As we argue in our policy research, this dynamic directly challenges Clausewitz’s concept of the fog of war. Commercial drones reduce uncertainty for non-state actors by providing an aerial perspective that was previously monopolized by the state. In doing so, they function as tactical force multipliers, partially offsetting the asymmetry between state airpower—based on helicopters—and criminal groups that can now “take the sky” using adapted civilian technology.
State Drone Employment: Lessons from the Military Police Air Mobile Unit
Criminal innovation was met with extensive state drone deployment. The Military Police Air Mobile Unit (Grupamento Aeromóvel da Polícia Militar, GAM) fielded more than 50 unmanned aerial systems equipped with thermal imaging, infrared sensors, and long-range electro-optical cameras. These platforms proved essential for persistent surveillance of elevated terrain and for denying traditional safe havens used by CV operatives.
Reported capabilities include target identification at distances of up to five kilometers, enabling police units to maintain standoff distance, preserve surprise, and reduce exposure to ambush. Importantly, this capability was the product of deliberate institutional preparation. For more than two months prior to Operação Contenção, authorities conducted ISR missions to map routes, firing positions, and escape corridors, integrating drone-derived intelligence into operational planning and command decision-making.

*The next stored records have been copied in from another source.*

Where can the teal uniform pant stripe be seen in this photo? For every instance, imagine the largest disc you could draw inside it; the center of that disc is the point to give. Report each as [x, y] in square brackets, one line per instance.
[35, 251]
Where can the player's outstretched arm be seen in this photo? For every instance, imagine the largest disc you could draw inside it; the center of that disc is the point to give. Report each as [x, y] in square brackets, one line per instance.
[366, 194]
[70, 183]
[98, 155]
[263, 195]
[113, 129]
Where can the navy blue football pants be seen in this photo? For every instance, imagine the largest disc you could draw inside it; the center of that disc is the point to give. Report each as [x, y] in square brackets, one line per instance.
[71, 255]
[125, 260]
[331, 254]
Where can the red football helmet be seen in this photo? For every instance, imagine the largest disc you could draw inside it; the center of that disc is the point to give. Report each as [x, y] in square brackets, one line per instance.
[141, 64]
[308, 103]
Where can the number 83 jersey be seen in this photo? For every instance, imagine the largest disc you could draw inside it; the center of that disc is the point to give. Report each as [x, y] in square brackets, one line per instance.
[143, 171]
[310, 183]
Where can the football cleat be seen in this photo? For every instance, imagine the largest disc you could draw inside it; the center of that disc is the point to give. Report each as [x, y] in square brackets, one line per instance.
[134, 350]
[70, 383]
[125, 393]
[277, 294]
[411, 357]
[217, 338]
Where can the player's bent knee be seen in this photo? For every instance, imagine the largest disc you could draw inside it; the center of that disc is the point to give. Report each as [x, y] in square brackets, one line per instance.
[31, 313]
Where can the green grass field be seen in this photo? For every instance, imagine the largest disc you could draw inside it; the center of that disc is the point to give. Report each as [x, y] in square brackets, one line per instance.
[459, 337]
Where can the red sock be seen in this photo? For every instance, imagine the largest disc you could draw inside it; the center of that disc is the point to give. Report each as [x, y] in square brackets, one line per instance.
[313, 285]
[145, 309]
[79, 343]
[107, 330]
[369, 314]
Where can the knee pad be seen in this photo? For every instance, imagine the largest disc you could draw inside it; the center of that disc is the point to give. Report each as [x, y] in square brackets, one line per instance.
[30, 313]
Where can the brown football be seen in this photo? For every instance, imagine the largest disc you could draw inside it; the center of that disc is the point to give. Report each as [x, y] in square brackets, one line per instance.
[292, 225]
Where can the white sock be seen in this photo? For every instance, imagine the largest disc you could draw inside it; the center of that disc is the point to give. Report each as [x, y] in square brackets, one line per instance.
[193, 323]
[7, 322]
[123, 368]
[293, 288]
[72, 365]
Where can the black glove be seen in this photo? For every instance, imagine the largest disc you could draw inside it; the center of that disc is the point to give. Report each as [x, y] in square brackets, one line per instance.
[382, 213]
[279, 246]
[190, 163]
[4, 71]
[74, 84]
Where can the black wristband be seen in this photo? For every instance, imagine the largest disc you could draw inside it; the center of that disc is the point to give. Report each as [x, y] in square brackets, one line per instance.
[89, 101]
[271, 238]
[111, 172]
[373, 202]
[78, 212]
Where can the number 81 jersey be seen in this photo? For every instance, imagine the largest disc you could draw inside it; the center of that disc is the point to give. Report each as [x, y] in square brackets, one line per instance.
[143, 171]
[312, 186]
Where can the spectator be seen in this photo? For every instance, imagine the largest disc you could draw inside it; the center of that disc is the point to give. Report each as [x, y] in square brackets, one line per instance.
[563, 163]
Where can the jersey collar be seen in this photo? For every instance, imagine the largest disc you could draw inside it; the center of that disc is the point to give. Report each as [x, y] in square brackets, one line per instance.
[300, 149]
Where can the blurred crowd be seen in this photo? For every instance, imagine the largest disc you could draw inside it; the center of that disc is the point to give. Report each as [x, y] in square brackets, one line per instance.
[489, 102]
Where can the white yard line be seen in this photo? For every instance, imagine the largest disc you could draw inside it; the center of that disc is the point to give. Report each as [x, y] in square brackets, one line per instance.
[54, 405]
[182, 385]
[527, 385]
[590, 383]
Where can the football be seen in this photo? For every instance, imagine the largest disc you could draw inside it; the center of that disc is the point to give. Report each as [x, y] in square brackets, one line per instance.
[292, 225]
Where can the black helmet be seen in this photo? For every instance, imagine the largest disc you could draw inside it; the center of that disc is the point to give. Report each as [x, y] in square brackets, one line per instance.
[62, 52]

From a policy perspective, the GAM experience illustrates how unmanned systems can be institutionalized as a core capability rather than an ad hoc tool. Training, doctrine, and data integration—rather than hardware alone—were decisive factors in operational effectiveness.
Post-Operation Adaptation and Escalation Dynamics
Although Comando Vermelho had previously experimented with drones, the October 2025 operation appears to have accelerated organizational learning and technological adaptation. Post-operation reporting and intercepted communications indicate internal discussions focused on acquiring additional drones, upgrading sensors, and procuring small UAVs equipped with thermal cameras and enhanced navigation systems. These upgrades aim to improve effectiveness during night operations, in vegetated buffer zones, and against police forces that themselves rely on commercial drone platforms.
This adaptive cycle aligns closely with our findings on escalation dynamics in unregulated battlespaces. Sustained state pressure incentivizes innovation; innovation increases operational confidence; and confidence raises the likelihood of retaliation. Comparable trajectories have been documented among the ELN in Colombia and Mexican cartels such as the CJNG and La Familia Michoacana, both of which have already operationalized drone-delivered explosives.